5 Kisah Sukses UMKM Kuliner di Aceh, dari Dapur Rumahan Sampai ke Luar Negeri
- Freepik
Lifestyle –Tak semua kisah sukses dimulai dari gedung megah atau mesin-mesin canggih. Beberapa justru lahir dari dapur rumah sederhana, semangat pantang menyerah, dan mimpi besar untuk memperkenalkan cita rasa lokal ke pasar yang lebih luas.
Di Aceh, lima pelaku usaha mikro dan kecil (UMK) di sektor pangan olahan membuktikan bahwa transformasi usaha bukan lagi mimpi, asalkan dibarengi dengan pendampingan yang tepat.
Berikut ini lima kisah inspiratif UMKM pangan Aceh yang berhasil naik kelas dan bisa menjadi motivasi bagi semua orang yang hendak memulai bisnis baru.
1. Sambal Umi Rina: Dari Dapur ke E-commerce
Berawal dari resep sambal warisan keluarga, Umi Rina mengolah cabai lokal Aceh menjadi sambal kemasan yang menggoda selera. Awalnya hanya dijual ke tetangga dan kerabat, kini produknya sudah melenggang di marketplace nasional. Dengan pelatihan soal packaging dan izin edar, sambal Umi Rina kini tampil lebih profesional dan siap masuk ke pasar modern.

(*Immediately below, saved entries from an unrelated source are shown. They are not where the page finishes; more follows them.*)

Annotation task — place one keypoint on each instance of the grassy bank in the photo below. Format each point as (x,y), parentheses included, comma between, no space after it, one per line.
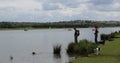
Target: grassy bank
(110,53)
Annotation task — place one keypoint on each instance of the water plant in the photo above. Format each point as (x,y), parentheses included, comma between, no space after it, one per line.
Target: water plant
(57,49)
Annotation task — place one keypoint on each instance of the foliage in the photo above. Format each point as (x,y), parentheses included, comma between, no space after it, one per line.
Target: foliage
(108,36)
(84,47)
(57,49)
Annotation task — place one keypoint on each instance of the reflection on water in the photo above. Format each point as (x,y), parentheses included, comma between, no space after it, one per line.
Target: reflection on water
(21,44)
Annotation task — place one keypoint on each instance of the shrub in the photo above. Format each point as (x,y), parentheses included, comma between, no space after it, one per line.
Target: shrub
(104,36)
(57,49)
(84,47)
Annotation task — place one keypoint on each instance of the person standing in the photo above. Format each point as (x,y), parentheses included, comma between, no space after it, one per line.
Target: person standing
(76,34)
(96,34)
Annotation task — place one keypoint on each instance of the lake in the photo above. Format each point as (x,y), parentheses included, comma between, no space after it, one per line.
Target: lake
(20,44)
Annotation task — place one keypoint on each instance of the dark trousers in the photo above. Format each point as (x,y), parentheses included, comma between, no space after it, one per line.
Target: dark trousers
(75,38)
(96,36)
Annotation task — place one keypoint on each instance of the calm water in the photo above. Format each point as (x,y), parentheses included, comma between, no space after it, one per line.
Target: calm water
(20,44)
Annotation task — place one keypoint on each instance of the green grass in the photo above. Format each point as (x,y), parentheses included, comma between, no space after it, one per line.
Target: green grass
(96,60)
(110,53)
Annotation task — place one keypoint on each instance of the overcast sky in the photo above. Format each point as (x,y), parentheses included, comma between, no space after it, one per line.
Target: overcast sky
(58,10)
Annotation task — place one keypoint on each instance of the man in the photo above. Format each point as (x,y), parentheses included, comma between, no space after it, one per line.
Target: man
(76,34)
(96,34)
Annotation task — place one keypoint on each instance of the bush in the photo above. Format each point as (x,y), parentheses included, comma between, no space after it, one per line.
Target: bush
(57,49)
(104,36)
(84,47)
(107,36)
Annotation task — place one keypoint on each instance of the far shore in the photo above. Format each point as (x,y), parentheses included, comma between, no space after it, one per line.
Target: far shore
(43,28)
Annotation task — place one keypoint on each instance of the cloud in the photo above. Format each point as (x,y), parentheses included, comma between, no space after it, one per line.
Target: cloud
(101,2)
(58,10)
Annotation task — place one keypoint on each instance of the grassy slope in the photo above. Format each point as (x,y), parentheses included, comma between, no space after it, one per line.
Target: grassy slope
(110,53)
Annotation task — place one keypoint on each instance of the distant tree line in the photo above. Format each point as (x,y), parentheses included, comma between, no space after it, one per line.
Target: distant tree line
(61,24)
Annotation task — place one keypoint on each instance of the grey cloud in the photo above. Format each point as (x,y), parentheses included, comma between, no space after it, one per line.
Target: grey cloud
(66,3)
(48,6)
(7,9)
(101,2)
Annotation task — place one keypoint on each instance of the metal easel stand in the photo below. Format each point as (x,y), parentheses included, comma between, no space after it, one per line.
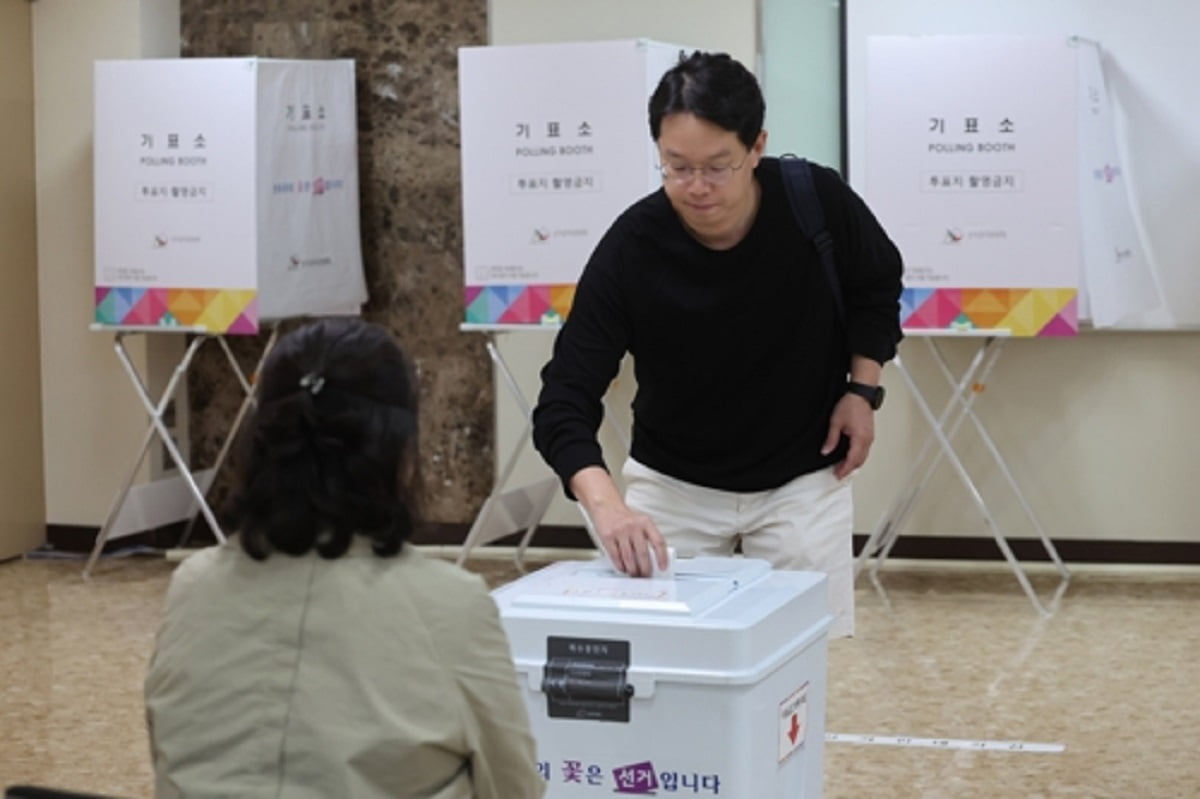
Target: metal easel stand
(156,427)
(249,385)
(939,444)
(509,510)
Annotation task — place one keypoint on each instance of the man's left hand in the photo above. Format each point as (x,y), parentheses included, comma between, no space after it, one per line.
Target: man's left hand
(855,419)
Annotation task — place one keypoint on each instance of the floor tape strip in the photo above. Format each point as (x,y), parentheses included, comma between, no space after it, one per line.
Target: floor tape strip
(946,743)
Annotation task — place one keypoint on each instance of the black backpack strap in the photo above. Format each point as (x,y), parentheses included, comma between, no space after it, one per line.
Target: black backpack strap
(802,194)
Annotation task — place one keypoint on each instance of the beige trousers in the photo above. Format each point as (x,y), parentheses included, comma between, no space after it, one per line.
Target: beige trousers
(805,526)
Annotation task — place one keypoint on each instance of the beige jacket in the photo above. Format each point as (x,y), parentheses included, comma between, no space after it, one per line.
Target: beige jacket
(353,678)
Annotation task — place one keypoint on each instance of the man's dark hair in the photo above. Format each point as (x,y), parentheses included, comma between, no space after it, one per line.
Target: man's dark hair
(330,451)
(714,88)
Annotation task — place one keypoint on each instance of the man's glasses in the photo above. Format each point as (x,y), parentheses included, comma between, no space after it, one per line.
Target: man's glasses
(713,175)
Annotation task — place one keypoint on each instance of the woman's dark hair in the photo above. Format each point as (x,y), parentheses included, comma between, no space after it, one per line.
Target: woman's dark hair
(714,88)
(330,450)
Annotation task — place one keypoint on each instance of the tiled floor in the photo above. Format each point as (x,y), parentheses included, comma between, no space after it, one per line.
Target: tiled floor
(1114,676)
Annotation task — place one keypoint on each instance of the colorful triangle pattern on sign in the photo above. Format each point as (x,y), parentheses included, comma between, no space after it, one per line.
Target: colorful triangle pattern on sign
(216,311)
(517,305)
(1014,311)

2. Keripik Paya Bakong: Inovasi dari Ubi Lokal
Keripik ini berbahan dasar ubi ungu khas Paya Bakong. Dengan menggabungkan teknik penggorengan vakum dan pengemasan kedap udara, keripik buatan Pak Taufiq kini punya daya simpan lebih lama tanpa bahan pengawet. Dia juga mulai menyasar segmen snack sehat bagi anak-anak sekolah. Sebuah langkah inovatif dari usaha rumahan yang dulunya hanya mengandalkan plastik kiloan dan stiker label sederhana.
3. Teh Daun Jambu: Ramuan Tradisional yang Kini Lebih Aman
Bu Siti, peracik teh herbal berbahan daun jambu biji, dulunya hanya membuat produknya berdasarkan resep turun-temurun tanpa memperhatikan takaran dan higienitas. Setelah mengikuti pelatihan IP-CPPOB, ia mulai menggunakan standar sanitasi, takaran gizi, dan prosedur pemanasan yang benar. Kini, tehnya tak hanya disukai karena khasiatnya, tapi juga sudah memiliki izin edar dari BPOM.

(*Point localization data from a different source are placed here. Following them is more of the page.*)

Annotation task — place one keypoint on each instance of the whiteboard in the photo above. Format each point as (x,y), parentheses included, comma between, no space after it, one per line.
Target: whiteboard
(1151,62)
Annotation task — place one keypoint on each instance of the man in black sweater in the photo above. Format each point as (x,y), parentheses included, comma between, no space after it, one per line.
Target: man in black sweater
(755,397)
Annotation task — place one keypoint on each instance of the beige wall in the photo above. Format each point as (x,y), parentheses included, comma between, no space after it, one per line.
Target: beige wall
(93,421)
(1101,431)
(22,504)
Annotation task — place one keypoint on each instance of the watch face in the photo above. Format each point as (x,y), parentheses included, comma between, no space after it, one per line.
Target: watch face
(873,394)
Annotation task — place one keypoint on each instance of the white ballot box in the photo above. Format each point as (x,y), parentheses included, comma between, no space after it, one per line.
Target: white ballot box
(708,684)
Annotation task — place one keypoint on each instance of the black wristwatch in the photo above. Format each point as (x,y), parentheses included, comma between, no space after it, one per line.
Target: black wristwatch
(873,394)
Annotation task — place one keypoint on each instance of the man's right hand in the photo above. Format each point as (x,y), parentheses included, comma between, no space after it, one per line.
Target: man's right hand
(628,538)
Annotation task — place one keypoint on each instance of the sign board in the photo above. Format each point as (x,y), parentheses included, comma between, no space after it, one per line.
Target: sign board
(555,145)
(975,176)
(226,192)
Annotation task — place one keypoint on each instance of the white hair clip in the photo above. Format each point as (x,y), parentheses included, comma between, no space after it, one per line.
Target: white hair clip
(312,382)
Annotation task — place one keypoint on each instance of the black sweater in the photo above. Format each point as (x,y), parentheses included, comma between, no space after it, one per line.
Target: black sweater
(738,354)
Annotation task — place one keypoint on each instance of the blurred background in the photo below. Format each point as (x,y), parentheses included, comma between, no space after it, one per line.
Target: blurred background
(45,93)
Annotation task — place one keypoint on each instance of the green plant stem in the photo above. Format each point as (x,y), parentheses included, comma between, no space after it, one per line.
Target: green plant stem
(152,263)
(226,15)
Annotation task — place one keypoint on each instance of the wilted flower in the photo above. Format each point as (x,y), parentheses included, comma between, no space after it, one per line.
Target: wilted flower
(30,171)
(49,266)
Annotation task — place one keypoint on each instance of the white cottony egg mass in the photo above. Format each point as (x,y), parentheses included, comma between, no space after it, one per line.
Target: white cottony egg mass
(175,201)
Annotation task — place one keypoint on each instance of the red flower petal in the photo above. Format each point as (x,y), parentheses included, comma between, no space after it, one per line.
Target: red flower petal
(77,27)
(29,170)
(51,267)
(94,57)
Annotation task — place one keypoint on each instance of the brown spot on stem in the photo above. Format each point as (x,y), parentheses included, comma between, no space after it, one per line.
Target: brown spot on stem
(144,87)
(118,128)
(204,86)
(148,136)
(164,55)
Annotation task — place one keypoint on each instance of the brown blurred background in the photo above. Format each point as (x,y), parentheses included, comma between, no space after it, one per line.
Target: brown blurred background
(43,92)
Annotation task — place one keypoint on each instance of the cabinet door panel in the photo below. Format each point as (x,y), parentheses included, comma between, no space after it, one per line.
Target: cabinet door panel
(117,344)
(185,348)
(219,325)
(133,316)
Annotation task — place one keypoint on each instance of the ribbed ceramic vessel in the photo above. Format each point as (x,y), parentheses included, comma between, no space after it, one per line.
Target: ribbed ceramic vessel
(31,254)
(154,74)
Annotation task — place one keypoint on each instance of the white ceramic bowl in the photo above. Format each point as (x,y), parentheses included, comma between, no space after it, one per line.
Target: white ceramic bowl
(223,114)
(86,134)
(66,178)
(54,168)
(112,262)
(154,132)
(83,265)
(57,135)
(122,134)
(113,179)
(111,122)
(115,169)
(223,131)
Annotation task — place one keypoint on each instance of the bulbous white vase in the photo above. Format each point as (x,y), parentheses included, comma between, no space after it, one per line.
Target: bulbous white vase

4. Kue Bohromrom Modern: Tradisional tapi Kekinian
Kue bohrômrôm, camilan manis khas Aceh dengan isian gula merah dan taburan kelapa, kini tampil beda berkat sentuhan dari Tika, pelaku UMK muda. Ia mengganti kemasan plastik biasa dengan kemasan ramah lingkungan dan desain minimalis.
Ia juga membuat varian isi coklat dan matcha untuk menarik pasar anak muda. Penjualannya kini tidak hanya laris di festival kuliner lokal, tapi juga sering menerima pesanan untuk hampers. Tika juga telah mengikuti program Orang Tua Angkat (OTA) yang diinisiasi Badan Pengawas Obat dan Makanan (BPOM RI).
5. Peyek Terasi Mbah Mun: Gurihnya Sampai ke Luar Negeri
Mbah Mun, perempuan 65 tahun asal Lhokseumawe, sempat ragu ketika ditawari pendampingan usaha. Tapi setelah mengikuti pelatihan produksi pangan yang baik, ia sadar bahwa peyek buatannya punya potensi besar.
Kini, dengan standar kebersihan dan kemasan yang profesional, peyek terasinya sudah dikirim hingga ke Malaysia untuk memenuhi pesanan diaspora Aceh. Lewat pendampingan dari PT United Family Food (Unifam) seperti pelatihan, fasilitasi perizinan, hingga bimbingan teknis penerapan Cara Produksi Pangan Olahan yang Baik (CPPOB), pelaku UMK tidak hanya dibekali pengetahuan teknis, tapi juga dimotivasi untuk percaya bahwa usaha kecil mereka punya tempat di pasar nasional—bahkan global.
Program seperti ini menjadi jembatan penting antara industri besar dan usaha kecil. Ketika UMKM dibimbing dengan tulus dan terarah, dampaknya bukan hanya pada omzet, tapi juga pada kualitas hidup para pelakunya. Dan dari Aceh, semangat ini bisa menyebar ke seluruh Indonesia. Karena setiap peyek, sambal, keripik, atau kue tradisional adalah lebih dari sekadar makanan—ia adalah warisan budaya, dan juga potensi ekonomi yang siap untuk tumbuh lebih besar.